RDKit: Some thoughts on the performance of the RDKit cartridge

[EDITED on 23.01.2020 John Mayfield pointed out that the way I had constructed the set of 10 million molecules wasn't reproducible. This update fixes that, but it also changes the results.]

It's been a while since I did a post about the cartridge! This one is a little bit ranty, but hopefully it's still useful.

Some background and disclaimers

I normally do performance testing on the cartridge using ChEMBL, but since that's "only" around 1.7 million compounds I wanted to try something a bit bigger. But how big? I don't see the point in shoving 100 million compounds (or a billion) into PostgreSQL (there's a mini-rant explaining this at the bottom of the post), so I went with 10 million. That's more than five times bigger than ChEMBL, but it's still not unimaginable that you'd actually have a relational schema with a molecule table this size that has data about most of those molecules in separate tables (again, see the mini-rant).

My goal here is to get a sense for what kind of performance you can expect for doing "normal" chemical queries using a local PostgreSQL instance without having to spend time optimizing the database or hardware configuration. I generated all the numbers below on my Linux desktop - which is 4-5 years old at this point - using an out-of-the-box install of PostgreSQL 12 (the only configuration tuning was to increase the size of shared_buffers to 4096M and work_mem as described in the RDKit docs). I was also using the machine for other things (like reading email or writing this post in Chrome) while these queries ran, so the numbers are really just ballpark estimates.

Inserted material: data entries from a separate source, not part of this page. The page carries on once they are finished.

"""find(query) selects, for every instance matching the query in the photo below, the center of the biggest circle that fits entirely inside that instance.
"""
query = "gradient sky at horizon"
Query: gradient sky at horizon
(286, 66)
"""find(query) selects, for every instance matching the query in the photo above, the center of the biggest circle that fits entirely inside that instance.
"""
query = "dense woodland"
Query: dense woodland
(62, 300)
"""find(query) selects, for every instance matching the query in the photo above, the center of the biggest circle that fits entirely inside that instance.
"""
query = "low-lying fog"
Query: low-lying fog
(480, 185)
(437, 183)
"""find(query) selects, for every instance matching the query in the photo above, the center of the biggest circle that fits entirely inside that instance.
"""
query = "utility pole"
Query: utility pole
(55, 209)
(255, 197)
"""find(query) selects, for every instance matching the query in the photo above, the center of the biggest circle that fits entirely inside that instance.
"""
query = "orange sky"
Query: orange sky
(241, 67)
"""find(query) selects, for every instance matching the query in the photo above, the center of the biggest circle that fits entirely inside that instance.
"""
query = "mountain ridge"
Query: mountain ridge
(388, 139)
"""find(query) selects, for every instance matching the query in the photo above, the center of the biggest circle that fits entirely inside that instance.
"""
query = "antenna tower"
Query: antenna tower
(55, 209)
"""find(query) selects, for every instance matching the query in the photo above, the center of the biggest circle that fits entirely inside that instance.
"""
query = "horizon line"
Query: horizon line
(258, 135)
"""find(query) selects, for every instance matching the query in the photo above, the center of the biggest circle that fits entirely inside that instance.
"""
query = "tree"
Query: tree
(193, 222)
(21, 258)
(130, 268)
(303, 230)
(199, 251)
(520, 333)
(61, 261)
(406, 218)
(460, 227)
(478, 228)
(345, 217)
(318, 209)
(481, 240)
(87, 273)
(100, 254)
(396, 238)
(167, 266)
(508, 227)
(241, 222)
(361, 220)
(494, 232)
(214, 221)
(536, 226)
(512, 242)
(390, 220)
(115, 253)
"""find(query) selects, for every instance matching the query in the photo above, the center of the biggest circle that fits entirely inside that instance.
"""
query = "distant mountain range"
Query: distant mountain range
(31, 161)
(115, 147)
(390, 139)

So which molecules to use? Rather than agonizing overly much about this, I just grabbed a PubChem Compound SMILES dump and took the first 10 million molecules from that.

I hedged above by saying "normal" chemical queries. I have a longer rant about that topic that I will spare you the details of, but I generally think that including worst-case queries (i.e. things that return tens or hundreds of thousands of rows) in real-world benchmarking examples is pointless. It's definitely useful to understand the worst-case performance of a system, but that's not what I'm doing here. So my queries will often limit the number of rows returned to what I think is a "reasonable" number for interactive usage.

Creating the database

This tends to be time consuming, particularly creating the molecule index.
Start by creating the database from the command line and loading all of the raw data:

glandrum@otter:/tmp/pubchem_load$ createdb pubchem_compound 
glandrum@otter:/tmp/pubchem_load$ psql -c 'create extension rdkit' pubchem_compound 
CREATE EXTENSION 
glandrum@otter:/tmp/pubchem_load$ psql -c 'create table raw_data (id SERIAL,cid integer, smiles text)' pubchem_compound  
CREATE TABLE 
glandrum@otter:/tmp/pubchem_load$ zcat CID-SMILES.gz | sed 's/\\/\\\\/g' | psql -c "copy raw_data (cid,smiles) from stdin with delimiter E'\t'" pubchem_compound  
COPY 102397130

Now create the molecule table and build the index:

pubchem_compound=# alter table raw_data add primary key (cid); 
ALTER TABLE 
pubchem_compound=# \timing 
Timing is on. 
pubchem_compound=# select * into mols from (select cid,mol_from_smiles(smiles::cstring) m from raw_data order by cid limit 10000000) tmp where m is not null; 
... lots of info about failing molecules deleted here
WARNING:  could not create molecule from SMILES '[B+]12(CC3CC(C1)CC(C2)C3)NCC[O-]'
WARNING:  could not create molecule from SMILES '[B+]12(CC3CC(C1)CC(C2)C3)NCCO'
SELECT 9999165
Time: 1722464.775 ms (28:42.465)
pubchem_compound=# create index molidx on mols using gist(m);
CREATE INDEX
Time: 3735718.147 ms (01:02:15.718)

Add fingerprints and their index along with the primary keys we'll use to link things:

pubchem_compound=# create index fps_mfp2_idx on fps using gist(mfp2); CREATE INDEX Time: 155112.279 ms (02:35.112) pubchem_compound=# alter table mols add primary key (cid); ALTER TABLE Time: 44271.680 ms (00:44.272) pubchem_compound=# alter table fps add primary key (cid); ALTER TABLE Time: 27675.441 ms (00:27.675)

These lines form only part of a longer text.